Chroniques de Philippe Curval

Roland Topor : le Locataire chimérique

roman, 1964

chronique par Philippe Curval, 1964

par ailleurs :

Un double roman panique de Roland Topor vient de paraître sous la forme d'un seul volume, le Locataire chimérique.

Le premier roman, qui concerne le locataire, mérite tous les éloges. C'est le modèle du récit introspectif où l'auteur nous révèle les méandres de son univers clos. La panique y est grande, l'agressivité et la peur composent la fresque intime de la fuite. Le style en est dépouillé à l'extrême. On ne peut dire qu'il soit journalistique, puisqu'il cherche à décrire de véritables sentiments. Ce serait plutôt de la littérature composée par une machine à écrire, machine sensible à toutes les incursions humaines dans son domaine privé. Ou peut-être, plus simplement, la manière d'écrire d'un dessinateur pour lequel chaque trait est essentiel et qui ne veut pas déguiser sa pensée sous des artifices de style. Cela dit, la lecture du Locataire chimérique est agréable ; chaque mot frappe, le ton est bien sonore.

Nous pénétrons, peu à peu, les arcanes d'une petite scatologie intime et juvénile où l'auteur ne craint pas d'affronter le dépaysant, d'une érotomanie enfantine où les femmes au visage et au corps de poupées de cire prennent tour à tour l'importance d'une obsession ou l'insignifiance d'un tracas. Une introspection physique où le corps, malgré les poils, les peaux, la crasse, malgré son embarras de chair, procure une satisfaction d'être. Un jugement moral sur soi-même et les autres dans lequel il ressort que le murmure confus des insanités d'autrui ne couvre que rarement le monologue intérieur inquiet ou joyeux de l'auteur.

Humain, glacial, mesquin, ironique, le locataire dissimule sa peur d'être dans les replis de son corps et de son cerveau, il se réchauffe, se dorlote, se cajole, et son comportement extérieur n'est régi que par des lois superficielles motivées par les exigences du moment.

Dans ce premier roman, Topor démontre toutes ses possibilités d'écrivain, qui sont grandes. Le deuxième roman, plaqué sur la vie du locataire, voudrait l'entraîner dans un univers fantastique mais n'y parvient pas. Est-ce parce que l'anecdote est trop frêle, parce que l'auteur n'y croit pas ? Toujours est-il que nous ne nous envolons pas sur les ailes de la chimère.

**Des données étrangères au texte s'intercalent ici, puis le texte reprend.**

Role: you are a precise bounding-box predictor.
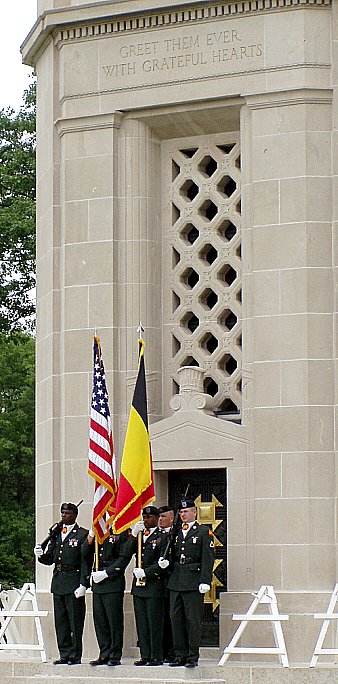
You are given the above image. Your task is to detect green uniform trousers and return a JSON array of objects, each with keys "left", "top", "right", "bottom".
[
  {"left": 162, "top": 594, "right": 174, "bottom": 660},
  {"left": 133, "top": 595, "right": 164, "bottom": 661},
  {"left": 92, "top": 592, "right": 124, "bottom": 661},
  {"left": 53, "top": 593, "right": 85, "bottom": 661},
  {"left": 170, "top": 590, "right": 204, "bottom": 662}
]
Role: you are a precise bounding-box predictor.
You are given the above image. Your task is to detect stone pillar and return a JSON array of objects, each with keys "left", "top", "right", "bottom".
[
  {"left": 57, "top": 111, "right": 122, "bottom": 508},
  {"left": 332, "top": 0, "right": 338, "bottom": 581},
  {"left": 35, "top": 38, "right": 62, "bottom": 590},
  {"left": 36, "top": 102, "right": 123, "bottom": 585},
  {"left": 244, "top": 88, "right": 334, "bottom": 593},
  {"left": 114, "top": 118, "right": 162, "bottom": 458},
  {"left": 222, "top": 89, "right": 335, "bottom": 663}
]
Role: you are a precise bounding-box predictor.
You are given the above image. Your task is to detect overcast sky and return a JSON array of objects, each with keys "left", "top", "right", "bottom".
[{"left": 0, "top": 1, "right": 38, "bottom": 111}]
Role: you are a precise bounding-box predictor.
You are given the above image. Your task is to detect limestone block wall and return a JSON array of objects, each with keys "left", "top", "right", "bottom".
[
  {"left": 34, "top": 36, "right": 62, "bottom": 590},
  {"left": 240, "top": 91, "right": 335, "bottom": 592},
  {"left": 22, "top": 0, "right": 337, "bottom": 661},
  {"left": 332, "top": 0, "right": 338, "bottom": 586}
]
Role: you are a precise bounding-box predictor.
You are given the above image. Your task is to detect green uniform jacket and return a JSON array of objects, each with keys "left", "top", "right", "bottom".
[
  {"left": 38, "top": 524, "right": 90, "bottom": 594},
  {"left": 167, "top": 522, "right": 214, "bottom": 591},
  {"left": 82, "top": 530, "right": 132, "bottom": 594},
  {"left": 130, "top": 529, "right": 168, "bottom": 598}
]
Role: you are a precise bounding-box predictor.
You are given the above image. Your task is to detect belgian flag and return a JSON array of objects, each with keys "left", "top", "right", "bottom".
[{"left": 113, "top": 339, "right": 155, "bottom": 533}]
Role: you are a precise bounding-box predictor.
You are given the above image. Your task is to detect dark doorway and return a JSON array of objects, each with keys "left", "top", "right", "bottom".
[{"left": 168, "top": 468, "right": 227, "bottom": 646}]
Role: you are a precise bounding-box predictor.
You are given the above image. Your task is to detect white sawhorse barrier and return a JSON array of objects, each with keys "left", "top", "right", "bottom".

Là où Topor procédait par touches discrètes, il tranche par affirmations ; là où les allusions, les retours, les inquiétudes suggéraient tout un monde, les descriptions nous laissent froids, la terreur nous ignore.

Trelkovski, le locataire chassé de son appartement, capte, en payant reprise, le logement d'une jeune fille, mademoiselle Choule, qui vient de se suicider. Or, le propriétaire, les voisins composent une dangereuse horde aux ramifications étranges, qui harcèle et traque Trelkovski jusqu'à la chute qui est, hélas, prévisible dès le début du roman. Ce qui aurait dû être un récit en progression constante, un long cauchemar panique, n'est suggéré que par quelques anecdotes réussies, sanglantes ou macabres, où l'on retrouve tout le talent de Topor dessinateur,

Le Locataire chimérique est donc un livre qui nous laisse insatisfaits. Il est plutôt l'esquisse d'un futur récit dans lequel Topor aura trouvé le lien entre le quotidien et son point de rupture : la panique.

Mais, de toute manière, c'est un roman qui ne laisse pas indifférent, un livre à relire pour ses qualités d'humour incisif et de cruauté, et qui nous laisse présumer qu'un jour, Topor conteur égalera Topor dessinateur.